Elephant Rock, on the Lower Iverson
It's been a while since I rounded up the herd of elephants, elephant parts and other pachydermalia found on the site of the former Iverson Movie Ranch. This beauty is located in the Grove, on the former Lower Iverson.
Elephant and Monkey
A wider shot reveals that the Elephant has what looks like an oversized monkeyhead on its back.
Should you ever sojourn deep into Garden of the Gods, you might run across this oddity, which I think bears a striking resemblance to an Elephant's Trunk.
Woolly Mammoth — aka Vultura's Trail Rock
The most high-profile pachyderm-related rock feature at Iverson would have to be Woolly Mammoth, which is more properly known as Vultura's Trail Rock.
Woolly mammoth (artist's rendering)
The relationship between the prehistoric woolly mammoth and the contemporary elephant — particularly the Asian elephant — is well-established. As for the relationship between the rock I call Woolly Mammoth and the prehistoric creature ... you be the judge. The original woolly mammoth would probably sneer at the rock version's puny hump ... but the fact that they both HAVE humps in the same place strikes me as noteworthy.
"Heroes" (NBC TV series, 2008) — Woolly Mammoth with a rock painting
Woolly Mammoth, or Vultura's Trail Rock, has had countless appearances in movies and TV shows. It's usually seen from another angle — where it looks nothing like a woolly mammoth — but when NBC landed at Iverson in 2008 for the TV show "Heroes," the show captured what I think is the essence of the rock.
Woolly Mammoth just after the "Heroes" shoot (2008)

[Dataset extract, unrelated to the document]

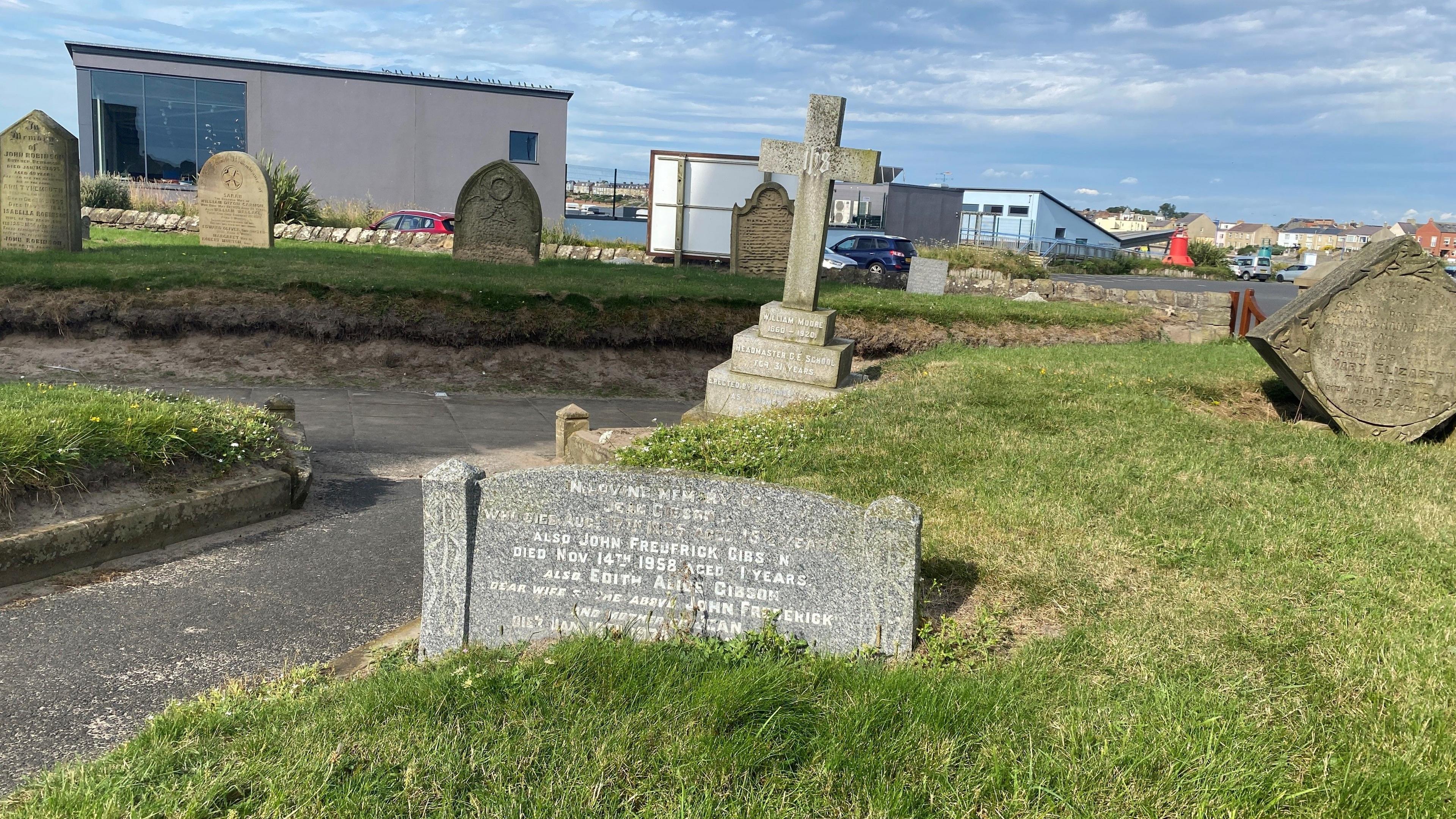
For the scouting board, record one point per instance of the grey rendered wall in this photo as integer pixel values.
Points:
(395, 143)
(924, 215)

Shortly after the "Heroes" production team pulled out of Iverson in late summer 2008, Woolly Mammoth still bore what appeared to be a temporary "scar" from the production. Like other rocks in the area, Woolly Mammoth served as a storyboard on the TV show, providing a backdrop for rock paintings depicting the future. It appeared that a little bit of that paint was overlooked during the cleanup.

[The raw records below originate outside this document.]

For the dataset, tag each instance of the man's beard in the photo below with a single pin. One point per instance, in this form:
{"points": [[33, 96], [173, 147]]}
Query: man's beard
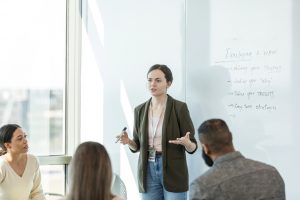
{"points": [[208, 161]]}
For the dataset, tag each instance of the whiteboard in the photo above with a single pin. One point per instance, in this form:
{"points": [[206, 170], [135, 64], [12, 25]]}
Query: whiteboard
{"points": [[242, 66]]}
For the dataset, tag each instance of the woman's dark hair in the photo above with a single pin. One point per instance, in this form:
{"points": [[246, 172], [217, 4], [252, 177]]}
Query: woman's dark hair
{"points": [[91, 173], [6, 134], [165, 69]]}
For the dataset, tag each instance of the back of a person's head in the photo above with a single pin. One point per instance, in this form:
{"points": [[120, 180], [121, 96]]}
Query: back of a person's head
{"points": [[91, 173], [6, 134], [216, 134]]}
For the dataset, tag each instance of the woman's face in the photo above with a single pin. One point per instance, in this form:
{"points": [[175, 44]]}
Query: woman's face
{"points": [[157, 83], [18, 142]]}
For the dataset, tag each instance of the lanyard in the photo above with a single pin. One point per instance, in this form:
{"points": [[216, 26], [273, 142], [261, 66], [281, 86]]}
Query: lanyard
{"points": [[155, 129]]}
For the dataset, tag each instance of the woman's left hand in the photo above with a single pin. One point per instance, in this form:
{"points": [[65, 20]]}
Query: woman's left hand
{"points": [[185, 140]]}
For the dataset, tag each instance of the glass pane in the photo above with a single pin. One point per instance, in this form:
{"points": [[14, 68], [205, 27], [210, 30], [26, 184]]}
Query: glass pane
{"points": [[32, 68], [53, 180]]}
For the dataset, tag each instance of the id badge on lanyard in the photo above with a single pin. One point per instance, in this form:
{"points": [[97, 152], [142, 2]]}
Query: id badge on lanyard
{"points": [[152, 154]]}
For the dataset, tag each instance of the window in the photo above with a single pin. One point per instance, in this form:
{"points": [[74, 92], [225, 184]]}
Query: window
{"points": [[37, 68]]}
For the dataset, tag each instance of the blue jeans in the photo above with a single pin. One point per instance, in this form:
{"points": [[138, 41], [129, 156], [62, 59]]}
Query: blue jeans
{"points": [[155, 187]]}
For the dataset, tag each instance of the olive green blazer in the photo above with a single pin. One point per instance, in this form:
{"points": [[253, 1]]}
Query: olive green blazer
{"points": [[177, 122]]}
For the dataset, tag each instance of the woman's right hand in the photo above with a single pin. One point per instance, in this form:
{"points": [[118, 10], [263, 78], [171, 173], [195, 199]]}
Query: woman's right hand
{"points": [[123, 138]]}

Woolly Mammoth in 2015: The same patch of white paint remains
I assumed at the time that the paint was water soluble and would soon wash away. However, going on seven years later, that white spot remains visible on the rock today. My hunch is still that it's just a spot they missed when they were cleaning up, but I'm amazed that it has lasted this long.
"Rocky Mountain Rangers" (1940): Hangdog, foreground, with Woolly Mammoth
By far the most common angle depicting Woolly Mammoth in the movies is this one, as seen in the Three Mesquiteers B-Western "Rocky Mountain Rangers," an Iverson masterpiece from Republic.
Click here to read more about the enigmatic Hangdog.
Woolly Mammoth in 2008, with nearby ruins
Up until a few years ago, Woolly Mammoth could be seen with some ruins nearby. You can read more about these mysterious ruins in this earlier post.
"Tarzan the Ape Man" (1932)
It's worth noting that at one time real elephants roamed the Iverson Movie Ranch. In the final sequence from "Tarzan the Ape Man," shown above, Jane and others rode a live elephant through the Iverson Gorge.
Elephant rock on the Island of Heimaey in Iceland
Iverson doesn't have a monopoly on rocks that look like elephants. In fact, it turns out that elephants are a relatively widespread theme in the "rocks that look like other stuff" universe. Here are a few examples ...
The locals report that this elephant rock on Sardinia, the second-largest island in the Mediterranean, was shaped by wind, and I have no reason to disagree.
I like the mossy-looking foliage effect on this one.
Here's another variation on the fat-trunked elephant theme — this one is starting to grow on me.
City of Rocks National Reserve, Idaho
I don't think this rock looks particularly elephant-like, but I had to include it for the obvious reason: It has a sign. Does it reflect poorly on me that this picture makes me want to block the gate?
Point Reyes, Calif.
I've driven past this thing countless times without ever noticing its elephantine qualities. Thank you for the reality check, Internet!
Washoe County, Nevada
For some reason I find myself feeling sorry for this one.
Prince Edward Island, Canada
No reason to feel sorry for this character, with plenty of water and fresh air to be found ... although living in a world with a skewed horizon line might get old after a while.
Island of Heimaey, Iceland
This is the second photo I'm including of the elephant rock in Iceland. This thing looks great from any angle.
The elephant rock in Old Hartlepool was washed away in a storm in 1891, but at least it was around long enough to be immortalized in an old colorized postcard.
This post marks the launch of "Rocks that look like ..." — an occasional series that, needless to say, focuses on rocks that look like other stuff. I anticipate that the series will maintain a connection to the Iverson Movie Ranch in Chatsworth, Calif., where plenty of rocks can be found that look like other stuff.